Formally, a positive proper divisor of n is a divisor of n, and it cannot be either 1 or n.

Now Chino is going to play this game with David. Chino always wants to win and meanwhile she wants to keep the chosen number as big as possible. If with the given n, Chino will win directly or fail anyway, you should also tell her.

Can you help Chino to choose her answer in the first round?

Input

The first line contains one integer T (1 ≤ T ≤ $10^3$) denoting the count of testcases.
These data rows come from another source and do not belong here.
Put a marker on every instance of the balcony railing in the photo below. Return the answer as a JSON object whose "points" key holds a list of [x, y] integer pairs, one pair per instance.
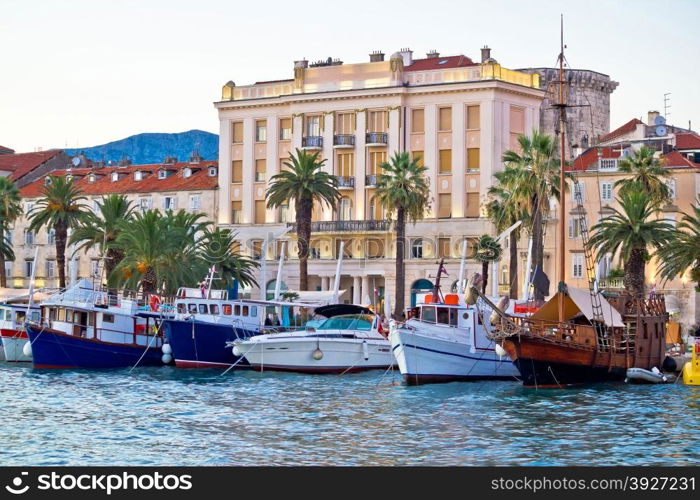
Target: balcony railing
{"points": [[347, 226], [345, 182], [312, 142], [346, 140], [376, 138]]}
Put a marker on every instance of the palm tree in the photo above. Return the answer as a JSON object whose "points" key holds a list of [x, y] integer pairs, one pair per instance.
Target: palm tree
{"points": [[217, 250], [534, 181], [304, 182], [402, 188], [10, 210], [60, 208], [505, 209], [100, 230], [487, 251], [683, 252], [631, 231], [647, 174]]}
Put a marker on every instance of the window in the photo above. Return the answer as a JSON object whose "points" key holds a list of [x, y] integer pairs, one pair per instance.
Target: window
{"points": [[344, 123], [261, 131], [418, 155], [444, 205], [313, 126], [237, 132], [444, 248], [236, 171], [285, 129], [50, 268], [472, 205], [195, 201], [577, 270], [169, 203], [260, 168], [259, 212], [445, 161], [444, 119], [576, 226], [418, 121], [236, 212], [417, 248], [473, 159], [473, 117]]}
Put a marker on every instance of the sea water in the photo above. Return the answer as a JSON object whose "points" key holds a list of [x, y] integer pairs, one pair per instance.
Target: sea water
{"points": [[166, 416]]}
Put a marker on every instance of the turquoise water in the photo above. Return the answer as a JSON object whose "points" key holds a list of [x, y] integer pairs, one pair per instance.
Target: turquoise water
{"points": [[165, 416]]}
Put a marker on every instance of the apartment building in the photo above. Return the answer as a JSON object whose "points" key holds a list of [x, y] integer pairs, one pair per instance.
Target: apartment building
{"points": [[171, 185], [458, 116]]}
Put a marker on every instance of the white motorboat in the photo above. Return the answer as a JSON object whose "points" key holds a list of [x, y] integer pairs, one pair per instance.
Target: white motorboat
{"points": [[445, 340], [350, 339]]}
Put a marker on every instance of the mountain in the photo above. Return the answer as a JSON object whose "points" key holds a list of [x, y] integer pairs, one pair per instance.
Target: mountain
{"points": [[149, 148]]}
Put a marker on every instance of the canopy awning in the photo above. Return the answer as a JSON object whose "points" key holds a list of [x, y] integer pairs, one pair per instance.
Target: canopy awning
{"points": [[578, 301]]}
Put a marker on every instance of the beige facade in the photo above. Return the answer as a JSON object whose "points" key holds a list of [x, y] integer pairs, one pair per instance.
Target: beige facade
{"points": [[457, 115]]}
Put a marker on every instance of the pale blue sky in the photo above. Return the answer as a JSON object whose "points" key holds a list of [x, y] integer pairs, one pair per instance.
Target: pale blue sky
{"points": [[78, 73]]}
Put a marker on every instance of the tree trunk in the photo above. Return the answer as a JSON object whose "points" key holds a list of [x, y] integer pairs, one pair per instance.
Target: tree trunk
{"points": [[61, 236], [3, 276], [513, 265], [400, 268], [484, 275], [634, 272], [303, 218]]}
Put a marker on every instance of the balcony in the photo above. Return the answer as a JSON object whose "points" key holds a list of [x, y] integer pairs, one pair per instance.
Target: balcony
{"points": [[312, 142], [356, 226], [345, 182], [376, 139], [341, 141]]}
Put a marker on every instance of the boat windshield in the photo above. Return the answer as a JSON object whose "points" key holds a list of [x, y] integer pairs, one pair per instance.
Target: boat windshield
{"points": [[348, 322]]}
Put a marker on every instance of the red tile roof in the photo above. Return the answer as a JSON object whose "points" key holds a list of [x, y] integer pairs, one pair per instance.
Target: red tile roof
{"points": [[628, 127], [688, 140], [23, 163], [440, 63], [103, 184]]}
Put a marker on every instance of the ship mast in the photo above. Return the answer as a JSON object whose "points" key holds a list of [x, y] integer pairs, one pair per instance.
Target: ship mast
{"points": [[561, 105]]}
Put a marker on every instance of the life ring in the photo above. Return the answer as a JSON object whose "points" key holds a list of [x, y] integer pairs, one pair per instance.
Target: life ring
{"points": [[154, 303]]}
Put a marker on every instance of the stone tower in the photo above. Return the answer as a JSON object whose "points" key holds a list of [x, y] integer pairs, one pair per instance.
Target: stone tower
{"points": [[589, 91]]}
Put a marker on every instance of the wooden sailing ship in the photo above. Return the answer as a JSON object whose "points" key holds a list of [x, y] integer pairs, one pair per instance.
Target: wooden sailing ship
{"points": [[580, 336]]}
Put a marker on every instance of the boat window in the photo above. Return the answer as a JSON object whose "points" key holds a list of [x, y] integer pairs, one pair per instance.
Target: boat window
{"points": [[428, 314], [443, 315]]}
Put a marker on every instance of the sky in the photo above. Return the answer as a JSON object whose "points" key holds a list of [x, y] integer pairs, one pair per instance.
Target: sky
{"points": [[78, 73]]}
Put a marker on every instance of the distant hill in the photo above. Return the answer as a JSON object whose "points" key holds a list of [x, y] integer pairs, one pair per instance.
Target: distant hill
{"points": [[154, 147]]}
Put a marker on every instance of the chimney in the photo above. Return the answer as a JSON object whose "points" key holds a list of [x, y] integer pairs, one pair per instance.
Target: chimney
{"points": [[376, 56], [651, 116], [485, 54]]}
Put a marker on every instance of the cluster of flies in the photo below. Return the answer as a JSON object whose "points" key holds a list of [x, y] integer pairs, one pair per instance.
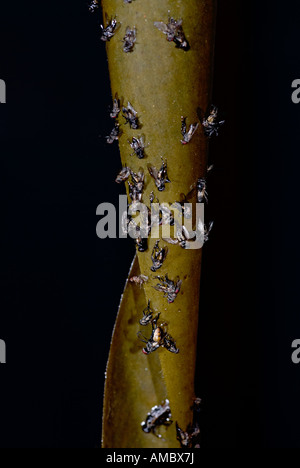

For each testcase, one line with one integer n (1 ≤ n ≤ $10^5$) denoting the given n in one game.

Output

For each testcase, you should output the biggest choice, or 0 when Chino will win directly, or -1 when Chino will fail anyway.

Sample Input

4 3 4 8 666

Sample Output

0 -1 4 111

Code

#include <iostream>
#include <vector>

using namespace std;

const int maxn = 100010;

int prime[maxn]; bool is_prime[maxn];
vector<int> prime_tmp[maxn];

int sieve(int n)
{
    int p = 0;
    for(int i = 0; i <= n; ++i)
        is_prime[i] = true;
    is_prime[0] = is_prime[1] = false;
    for(int i = 2; i <= n; ++i)
    {
        if(is_prime[i])
        {
            prime[p++] = i;
            for(int j = i + i; j <= n; j += i)
            {
                is_prime[j]=false;
                prime_tmp[j].push_back(i);
                prime_tmp[j].push_back(j / i);
            }    
        }
    }
    
    return p;
}

int solve(int n)
{
    int ans = -1;
    for(int i = 0; i < prime_tmp[n].size(); i++)
    {
        int tmp = prime_tmp[n][i];
        if(!is_prime[tmp] && tmp > ans)
        {
            int pd = solve(tmp);
            
            if(pd == -1)
                ans = tmp;
            else{
                if(pd > ans)
                    ans = pd;
            }
        }
    }
    
    return ans;
}

int main()
{
    ios::sync_with_stdio(false);
    cin.tie(0);
    
    sieve(100000);
    
    int t;
    cin>>t;

    while(t--)
    {
        int n;
        cin>>n;

        if(n == 1 || is_prime[n])
            cout<<0<<endl;
        else{
            int ans = solve(n);
            cout<<ans<<endl; 
        }
    }
    return 0;
}